In the years following Harold's death, the duo worked on accumulating more land, including a federal land exchange with the Bureau of Land Management. BLM officials agreed to the swap because the federal lands being conveyed were isolated sections considered difficult and uneconomical to manage.

Their work culminated in an August 2001 when the Riverside County Local Agency Formation Committee approved the annexation of approximately 5,500 acres into the City of Coachella for the Desert Lakes project, a luxury golf community being developed by the brothers. The family eventually sold much of the assembled acreage to Fiesta Development Co. of Corona, which purchased 2,200 acres and developed plans for two golf courses, a shopping center, and 6,000 to 8,000 homes.

== Philanthropy ==

=== Vanguard University Business Program ===

Harold and his wife Helen both attended what was then called Southern California College. His son Hal McNaughton was attending the university in 1971 with a desire to major in business, but no business department existed at the time. A lunch between Hal, Harold, and the university's then-president Emil A. Balliet led to the founding of the Business Program at the school. This required a major investment as well, where Harold made a commitment: "You can count on it. I'll give it or I'll get my friends to give it." The first semester of business classes was offered the following year. Hal not only earned a degree from the program but taught at the university for many years.

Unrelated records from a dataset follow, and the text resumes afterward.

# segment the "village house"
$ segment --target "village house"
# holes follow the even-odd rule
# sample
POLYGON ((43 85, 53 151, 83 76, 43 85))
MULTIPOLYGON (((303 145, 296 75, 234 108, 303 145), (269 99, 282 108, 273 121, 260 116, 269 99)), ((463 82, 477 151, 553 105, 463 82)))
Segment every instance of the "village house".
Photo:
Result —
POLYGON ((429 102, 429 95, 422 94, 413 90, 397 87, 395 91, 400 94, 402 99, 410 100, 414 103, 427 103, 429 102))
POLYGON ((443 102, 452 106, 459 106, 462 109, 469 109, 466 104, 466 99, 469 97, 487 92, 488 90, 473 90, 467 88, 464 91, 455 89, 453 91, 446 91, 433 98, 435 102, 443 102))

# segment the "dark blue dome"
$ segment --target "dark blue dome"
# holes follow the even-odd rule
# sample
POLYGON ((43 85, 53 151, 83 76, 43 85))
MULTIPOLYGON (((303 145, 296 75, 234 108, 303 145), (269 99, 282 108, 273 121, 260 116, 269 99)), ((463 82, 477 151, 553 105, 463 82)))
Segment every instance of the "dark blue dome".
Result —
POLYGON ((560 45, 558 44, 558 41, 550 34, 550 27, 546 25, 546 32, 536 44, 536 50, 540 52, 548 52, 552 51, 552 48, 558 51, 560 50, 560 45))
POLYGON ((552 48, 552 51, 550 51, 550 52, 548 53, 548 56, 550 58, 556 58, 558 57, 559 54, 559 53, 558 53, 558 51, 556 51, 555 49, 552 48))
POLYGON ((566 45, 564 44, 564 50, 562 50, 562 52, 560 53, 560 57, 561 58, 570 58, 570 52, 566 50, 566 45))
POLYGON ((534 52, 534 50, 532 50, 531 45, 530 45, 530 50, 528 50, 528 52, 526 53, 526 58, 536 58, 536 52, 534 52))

The program has since grown substantially. Harold's investment created a legacy of more than 30 members of the McNaughton family attending Vanguard over the years. The program annually recognizes its top student with the Harold McNaughton Award for Achievement in Academic Excellence—an award his granddaughter would go on to receive.

McNaughton was known for this and other philanthropy. In 1994, McNaughton considered donating up to 300 acres of that land to California State University, San Bernardino for a permanent branch campus in the Coachella Valley. "You've got our total commitment to help participate in this," Harold McNaughton told the city council.

== Personal life ==

McNaughton married Helen Rush on June 20, 1946, in Bakersfield. Together they had five children: Harold Jr. (Hal), Riva, Dwight, Brad, and Stanley. The family was profiled in the Antelope Valley Press in April 1969, which described a household grounded in faith, music, and community. The children were noted as musically active and Helen was described as the anchor of the family's home life as a steady partner in Harold's business and community work.

Among his closest professional associations was a long friendship with entertainer and Christian activist Pat Boone. The two were business partners in an oil and gas exploration and production venture in the Appalachian region of Kentucky and Tennessee.

McNaughton served as Boone's personal representative during the 1987 PTL crisis, traveling to Heritage USA in Fort Mill, South Carolina, to convey Boone's willingness to serve as the new host of the PTL television program following Jim Bakker's removal. McNaughton was also referenced by Boone in his 1989 book The Miracle of Prayer, where Boone described McNaughton as a friend and referred to him as an example of prayer in secular business.

He maintained a primary residence in Bakersfield for more than 50 years and a second residence in Palm Springs for more than 15 years. He died on August 17, 1996, at Kern County Medical Center in Bakersfield, at the age of 70.